Officials from the National Institutes of Health and FDA said that they are working with governments and private companies around the world to accelerate the development and testing of products that could control the outbreak. “There is a critical need to develop improved diagnostics, as well as safe and effective therapeutics and vaccines, for Ebola,” testified Anthony S. Fauci, director of NIH’s National Institute of Allergy & Infectious Diseases (NIAID).

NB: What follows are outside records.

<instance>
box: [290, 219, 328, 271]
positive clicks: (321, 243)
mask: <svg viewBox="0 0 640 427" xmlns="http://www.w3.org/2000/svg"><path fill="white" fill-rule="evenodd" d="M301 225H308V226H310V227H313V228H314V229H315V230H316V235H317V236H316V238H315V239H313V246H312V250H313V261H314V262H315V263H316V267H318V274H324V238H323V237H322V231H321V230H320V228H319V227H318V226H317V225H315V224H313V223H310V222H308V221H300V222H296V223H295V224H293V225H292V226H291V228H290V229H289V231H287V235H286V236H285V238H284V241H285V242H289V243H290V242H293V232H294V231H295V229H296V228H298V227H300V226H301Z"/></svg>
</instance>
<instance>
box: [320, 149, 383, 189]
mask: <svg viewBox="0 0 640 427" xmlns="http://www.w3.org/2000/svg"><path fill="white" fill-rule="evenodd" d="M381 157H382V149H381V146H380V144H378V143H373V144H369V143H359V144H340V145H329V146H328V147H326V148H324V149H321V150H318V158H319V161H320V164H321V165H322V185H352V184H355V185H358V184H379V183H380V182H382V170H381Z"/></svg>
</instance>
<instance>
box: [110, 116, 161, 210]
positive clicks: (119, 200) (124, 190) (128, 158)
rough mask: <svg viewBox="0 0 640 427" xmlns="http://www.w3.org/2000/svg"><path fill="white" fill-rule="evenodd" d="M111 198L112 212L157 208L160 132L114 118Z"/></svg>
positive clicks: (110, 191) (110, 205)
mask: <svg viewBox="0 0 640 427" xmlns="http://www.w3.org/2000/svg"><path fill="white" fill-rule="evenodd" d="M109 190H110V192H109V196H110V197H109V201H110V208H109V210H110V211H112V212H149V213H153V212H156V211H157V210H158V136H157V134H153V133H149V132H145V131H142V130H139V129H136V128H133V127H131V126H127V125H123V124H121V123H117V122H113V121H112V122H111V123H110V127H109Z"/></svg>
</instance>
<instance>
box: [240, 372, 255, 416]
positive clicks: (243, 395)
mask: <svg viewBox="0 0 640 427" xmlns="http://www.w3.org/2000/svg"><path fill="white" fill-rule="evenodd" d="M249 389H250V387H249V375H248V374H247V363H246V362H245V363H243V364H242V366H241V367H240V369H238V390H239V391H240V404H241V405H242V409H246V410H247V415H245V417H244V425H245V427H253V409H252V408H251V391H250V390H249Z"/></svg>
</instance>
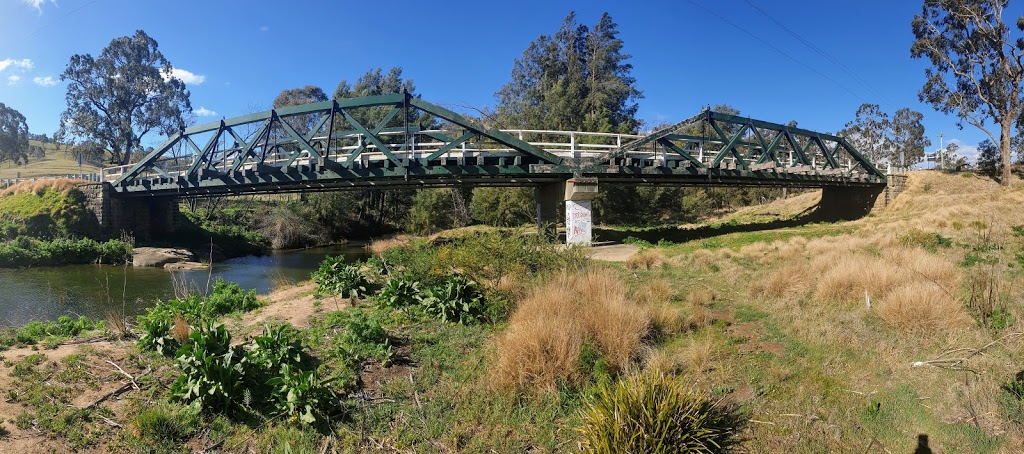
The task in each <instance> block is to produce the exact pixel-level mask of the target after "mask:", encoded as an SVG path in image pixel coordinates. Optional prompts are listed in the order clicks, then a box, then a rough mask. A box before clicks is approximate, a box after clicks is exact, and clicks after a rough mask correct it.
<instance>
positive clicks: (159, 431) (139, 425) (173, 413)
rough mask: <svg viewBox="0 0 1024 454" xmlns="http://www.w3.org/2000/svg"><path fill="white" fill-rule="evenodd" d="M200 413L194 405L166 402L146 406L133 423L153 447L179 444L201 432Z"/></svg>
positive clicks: (142, 410) (138, 432) (144, 437)
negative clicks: (167, 402) (162, 403)
mask: <svg viewBox="0 0 1024 454" xmlns="http://www.w3.org/2000/svg"><path fill="white" fill-rule="evenodd" d="M200 422H201V420H200V414H199V412H198V411H196V409H195V408H194V407H185V408H183V409H182V408H175V407H174V406H172V405H169V404H164V405H158V406H155V407H153V406H144V407H142V408H141V409H140V411H139V412H138V414H137V415H135V417H134V418H133V419H132V421H131V425H132V427H133V428H134V429H135V432H136V434H137V435H138V437H139V438H141V439H142V440H143V441H145V442H148V443H147V444H148V445H150V447H151V448H155V447H158V446H159V447H164V446H166V445H167V444H171V445H172V446H173V445H177V444H179V443H181V442H184V441H187V440H188V439H189V438H190V437H191V436H194V435H196V434H197V432H199V428H200Z"/></svg>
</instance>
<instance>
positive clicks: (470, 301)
mask: <svg viewBox="0 0 1024 454" xmlns="http://www.w3.org/2000/svg"><path fill="white" fill-rule="evenodd" d="M420 304H422V305H423V309H424V311H425V312H426V313H427V314H428V315H431V316H434V317H436V318H438V319H440V320H441V321H442V322H445V323H458V324H460V325H472V324H474V323H478V322H481V321H483V320H485V319H486V309H487V305H486V303H485V302H484V299H483V294H482V293H480V290H479V288H478V287H477V285H476V283H475V282H473V281H470V280H469V279H466V277H464V276H460V275H454V276H450V277H449V278H447V279H445V280H444V281H442V282H441V283H439V284H437V285H435V286H433V287H431V288H428V289H426V290H424V291H423V293H422V294H421V295H420Z"/></svg>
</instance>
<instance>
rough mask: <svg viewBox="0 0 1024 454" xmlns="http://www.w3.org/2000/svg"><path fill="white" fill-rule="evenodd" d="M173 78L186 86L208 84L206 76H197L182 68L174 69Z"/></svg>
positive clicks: (194, 73)
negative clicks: (182, 83) (205, 82)
mask: <svg viewBox="0 0 1024 454" xmlns="http://www.w3.org/2000/svg"><path fill="white" fill-rule="evenodd" d="M171 77H173V78H175V79H178V80H180V81H181V82H184V83H185V85H202V84H203V82H206V76H203V75H200V74H195V73H193V72H190V71H187V70H182V69H180V68H172V69H171Z"/></svg>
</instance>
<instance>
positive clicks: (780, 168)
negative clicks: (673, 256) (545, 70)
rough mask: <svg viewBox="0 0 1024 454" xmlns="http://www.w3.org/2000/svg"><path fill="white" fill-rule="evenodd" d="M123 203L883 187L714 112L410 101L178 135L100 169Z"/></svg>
mask: <svg viewBox="0 0 1024 454" xmlns="http://www.w3.org/2000/svg"><path fill="white" fill-rule="evenodd" d="M102 177H103V179H104V180H106V181H110V182H112V183H113V187H114V190H115V191H116V192H118V193H120V194H122V195H125V196H146V195H150V196H156V195H177V196H213V195H225V194H246V193H257V192H265V193H274V192H312V191H328V190H337V189H355V188H392V187H397V188H401V187H407V188H422V187H440V185H461V184H471V185H539V184H544V183H548V182H555V181H563V180H565V179H567V178H573V177H575V178H599V179H600V180H601V181H608V182H620V183H636V184H673V185H680V184H706V185H707V184H712V185H776V187H786V185H788V187H809V188H823V187H830V185H860V187H865V185H880V184H885V175H884V174H883V173H882V172H880V171H879V170H878V168H876V167H874V165H872V164H871V163H870V162H869V161H867V160H866V159H865V158H864V157H863V156H861V155H860V154H859V153H857V151H856V150H855V149H854V148H853V147H852V146H850V143H849V142H848V141H847V140H846V139H844V138H842V137H839V136H835V135H830V134H823V133H818V132H814V131H810V130H806V129H800V128H796V127H790V126H785V125H780V124H775V123H769V122H764V121H759V120H753V119H749V118H741V117H736V116H730V115H725V114H721V113H716V112H712V111H705V112H701V113H700V114H698V115H696V116H694V117H692V118H690V119H688V120H686V121H683V122H681V123H678V124H676V125H672V126H670V127H667V128H663V129H659V130H656V131H654V132H652V133H650V134H646V135H631V134H611V133H595V132H574V131H541V130H498V129H493V128H488V127H485V126H483V125H482V124H480V123H477V122H475V121H473V120H471V119H469V118H466V117H464V116H462V115H460V114H458V113H455V112H452V111H451V110H447V109H444V108H442V107H439V106H436V105H433V104H430V102H427V101H425V100H423V99H420V98H418V97H415V96H411V95H409V94H408V93H396V94H387V95H379V96H368V97H359V98H346V99H333V100H329V101H324V102H314V104H309V105H303V106H296V107H289V108H282V109H276V110H270V111H266V112H260V113H256V114H252V115H247V116H243V117H238V118H232V119H225V120H221V121H219V122H214V123H209V124H205V125H200V126H194V127H189V128H187V129H185V130H183V131H180V132H178V133H176V134H174V135H172V136H171V137H169V139H168V140H167V141H166V142H164V143H163V145H161V146H160V147H159V148H157V149H156V150H154V151H153V152H152V153H150V154H148V155H146V156H145V157H144V158H143V159H142V160H141V161H140V162H138V163H137V164H133V165H130V166H122V167H115V168H109V169H104V170H103V175H102Z"/></svg>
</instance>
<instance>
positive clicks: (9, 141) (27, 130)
mask: <svg viewBox="0 0 1024 454" xmlns="http://www.w3.org/2000/svg"><path fill="white" fill-rule="evenodd" d="M29 150H30V148H29V125H28V124H27V123H26V122H25V116H24V115H22V113H20V112H17V111H16V110H14V108H9V107H7V106H5V105H4V104H3V102H0V162H4V161H11V162H13V163H14V164H15V165H16V164H23V163H28V162H29Z"/></svg>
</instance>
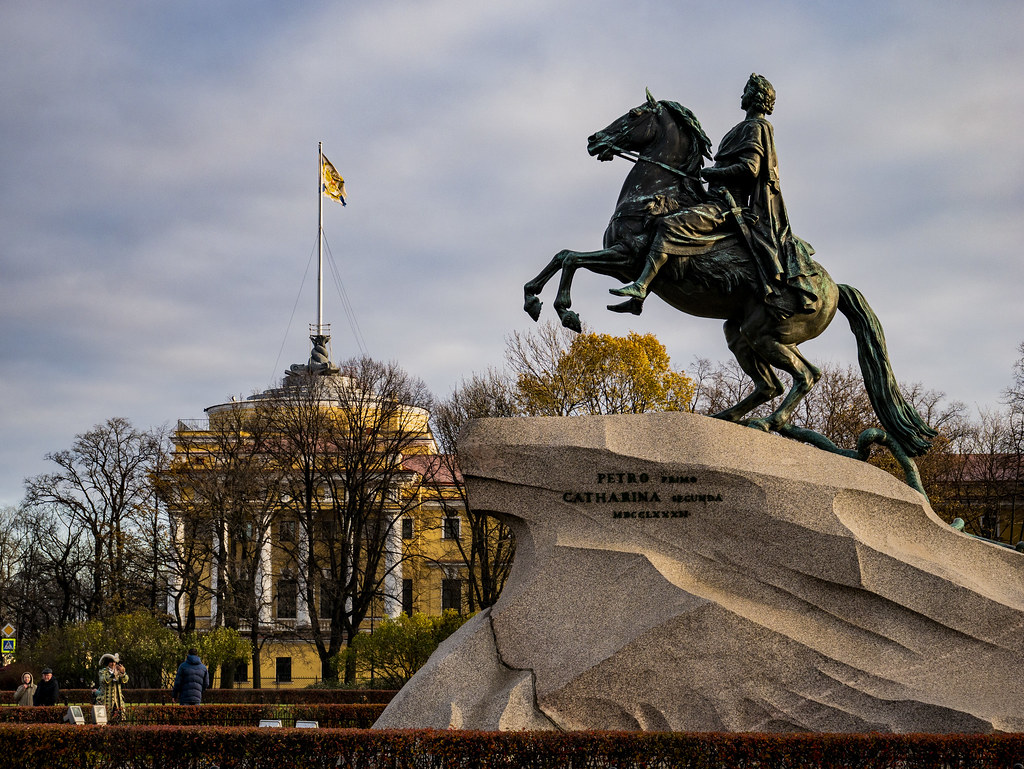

To that end, NIAID and several companies are ramping up efforts to test new drugs and vaccines in human clinical trials as soon as possible. For example, NIAID is working with Mapp Biopharmaceutical in San Diego to test the safety and efficacy of the drug ZMapp in human volunteers. NIAID is also working with BioCryst Pharmaceuticals in Research Triangle Park in North Carolina to begin human clinical trials on BCX4430, a drug that interferes with the reproductive process of the Ebola virus, by early next year. In addition, NIH plans to evaluate brincidofovir, developed by Chimerix of Durham, N.C., in the coming months.
In a parellel effort, NIAID is working with GlaxoSmithKline in London to test a potential vaccine, which entered a small Phase I study at the NIH Clinical Center in Bethesda, Md., last month. NIH is also working with the Department of Defense and NewLink Genetics of Ames, Iowa, to test another potential vaccine, which was developed by the Public Health Agency of Canada.
With elections in the U.S. just a few weeks away, campaign ads paid for by liberal groups are blaming the shortage of Ebola drugs and vaccines on Republican budget cuts. NIH Director Francis S. Collins got into the fray last week when he told reporters that a vaccine would likely have been available by now if NIH’s budget hadn’t been pared in recent years.
But many people are questioning that statement, given unknowns in the science surrounding Ebola treatment and the high failure rate of many drug trials. “It’s dangerous to make the correlation that more money equals more cures,” says Benjamin W. Corb, spokesman for the American Society for Biochemistry & Molecular Biology. “Biomedical research, sadly, doesn’t work in such a clear-cut way.”